Have we inadvertently discarded a profound means of connection over the last 30 years?

Among my fondest childhood memories were the times sat at my grandmother’s table as she served up Sunday lunch announcing “the tomatoes, lettuce, peas and potatoes are all OOTG (out of the garden). This labelling had a strong effect on me. Just knowing that those particular ingredients were lovingly grown by Grandpa gave them an almost divine status. I felt somehow more connected with my family as I savoured each mouthful and my sense of belonging was being nourished along with my body. Psychological or not, the effect on me was real.

Little did I know then that bonding with the people and places around me by literally putting meaningful morsels inside my body would become far less common over the next 30 years. The spirit of OOTG has been insidiously strangled and discarded as we charged headlong into the brave new world of Food Inc.

We are what we eat, and the story behind our food connects us with the people, places and processes that have contributed to our meals. How meaningful these connections are comes down to what we’re connecting to. It’s hard to feel a meaningful connection to a carrot that has been industrially grown and processed in some distant location that you can’t relate to. By contrast, the story behind the life journey of a carrot grown in a nearby farm by a farmer you might bump into in the street, has a certain romance that triggers a feeling of kinship.

Today our society is suffering from a deplorable lack of connection and I can’t help but wonder how much our sterile, homogenised and detached food system has contributed to this.

The question is ‘what are we to do about it?’ Do we stand by as our food continues down the road of hyper commoditisation or do we stand up and take decisive action to rebuild the systems that bring meaning and connection back to our daily bread?

Food has a greater direct and fundamental effect on people and planet than any other industry and it holds the greatest potential for social and ecological healing in the shortest period of time. If just a handful of the right strategic players can act together around a set of unifying supply chain principles then I believe with absolute certainty that the next decade will deliver a turning point to put us on a restorative trajectory.

The good news is that there is already a global resurgence for a renewed food system, which is building momentum largely due to the prolific sharing on social media of opinions and research findings in favour of food we can relate to and trust. Pair this rise in demand with unprecedented adoption of online shopping and we have the makings of an industry disruption to dwarf that of music and print media.

Ooooby.org (Out of our own back yards) has been developing a prototype operation, which demonstrates that there is a viable model for achieving a balance between the soft philosophical ethics of a social organisation and the hard practical execution of a commercial operation. We are walking an uncommon path on what feels like the ridgeline that divides the left from the right and in doing so we hope to draw from the strengths of both approaches, with our ownership and governance being held in a commons manner and our business operations being carried out with commercial adroitness. Our aim is to build rebuild connections between society and their growers so that small-scale growers and artisan producers can reclaim market share.

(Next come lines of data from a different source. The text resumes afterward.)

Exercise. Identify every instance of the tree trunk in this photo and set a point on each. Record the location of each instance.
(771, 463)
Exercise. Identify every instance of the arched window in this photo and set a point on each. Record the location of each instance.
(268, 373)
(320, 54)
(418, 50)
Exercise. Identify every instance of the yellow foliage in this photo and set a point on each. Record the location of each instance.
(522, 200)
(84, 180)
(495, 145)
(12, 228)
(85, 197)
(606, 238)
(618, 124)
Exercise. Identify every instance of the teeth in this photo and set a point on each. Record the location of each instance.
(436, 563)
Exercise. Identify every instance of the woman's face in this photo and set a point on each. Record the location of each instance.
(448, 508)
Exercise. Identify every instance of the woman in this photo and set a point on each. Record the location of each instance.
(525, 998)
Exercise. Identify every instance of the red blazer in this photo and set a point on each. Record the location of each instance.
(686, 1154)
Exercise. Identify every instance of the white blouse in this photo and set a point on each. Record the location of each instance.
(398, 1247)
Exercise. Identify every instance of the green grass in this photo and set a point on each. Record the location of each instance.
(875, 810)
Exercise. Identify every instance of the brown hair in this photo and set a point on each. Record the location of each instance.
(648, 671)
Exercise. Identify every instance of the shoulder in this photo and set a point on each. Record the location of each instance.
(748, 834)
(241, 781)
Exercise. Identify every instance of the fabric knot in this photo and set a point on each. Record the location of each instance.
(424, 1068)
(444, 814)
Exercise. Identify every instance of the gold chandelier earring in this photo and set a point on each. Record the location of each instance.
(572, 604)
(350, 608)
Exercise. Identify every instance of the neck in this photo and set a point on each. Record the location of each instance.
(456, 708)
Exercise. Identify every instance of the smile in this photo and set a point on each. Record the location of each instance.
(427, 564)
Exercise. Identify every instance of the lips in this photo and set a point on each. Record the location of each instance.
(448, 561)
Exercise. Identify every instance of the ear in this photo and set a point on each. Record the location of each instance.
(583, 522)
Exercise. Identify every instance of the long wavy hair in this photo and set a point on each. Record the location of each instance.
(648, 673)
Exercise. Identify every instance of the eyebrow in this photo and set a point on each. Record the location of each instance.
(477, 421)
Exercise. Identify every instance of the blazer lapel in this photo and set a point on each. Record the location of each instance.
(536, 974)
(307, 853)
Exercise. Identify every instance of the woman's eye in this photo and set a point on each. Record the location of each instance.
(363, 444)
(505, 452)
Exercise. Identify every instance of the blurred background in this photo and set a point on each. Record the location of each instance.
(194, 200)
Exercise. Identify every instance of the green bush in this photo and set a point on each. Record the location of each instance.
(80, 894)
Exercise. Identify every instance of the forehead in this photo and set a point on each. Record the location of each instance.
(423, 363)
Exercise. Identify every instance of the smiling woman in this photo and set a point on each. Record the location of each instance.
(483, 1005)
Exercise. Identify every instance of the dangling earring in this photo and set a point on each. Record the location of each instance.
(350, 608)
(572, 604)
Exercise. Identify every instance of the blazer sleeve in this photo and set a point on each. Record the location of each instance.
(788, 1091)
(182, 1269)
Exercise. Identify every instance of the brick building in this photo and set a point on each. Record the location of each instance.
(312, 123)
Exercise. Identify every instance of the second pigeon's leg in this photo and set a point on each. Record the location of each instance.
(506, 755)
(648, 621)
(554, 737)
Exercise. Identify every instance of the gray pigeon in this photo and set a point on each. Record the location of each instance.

This shift to online shopping presents an enormous and convenient opportunity for society to adopt a better way to consume food. If we can build new systems around a commonly held platform that gives consumers access to the food they want at the tap of a button, then we can bring socially and ecologically responsible food back into the mainstream marketplace.

So this is a call to arms to all who agree that it’s time to rebuild our food system from the ground up as the dawn breaks on this exciting new era of connected and conscious consumerism. I invite leaders and innovators, individuals and organisations, to join us in designing and executing a collective entrepreneurial endeavour for the posterity of us all.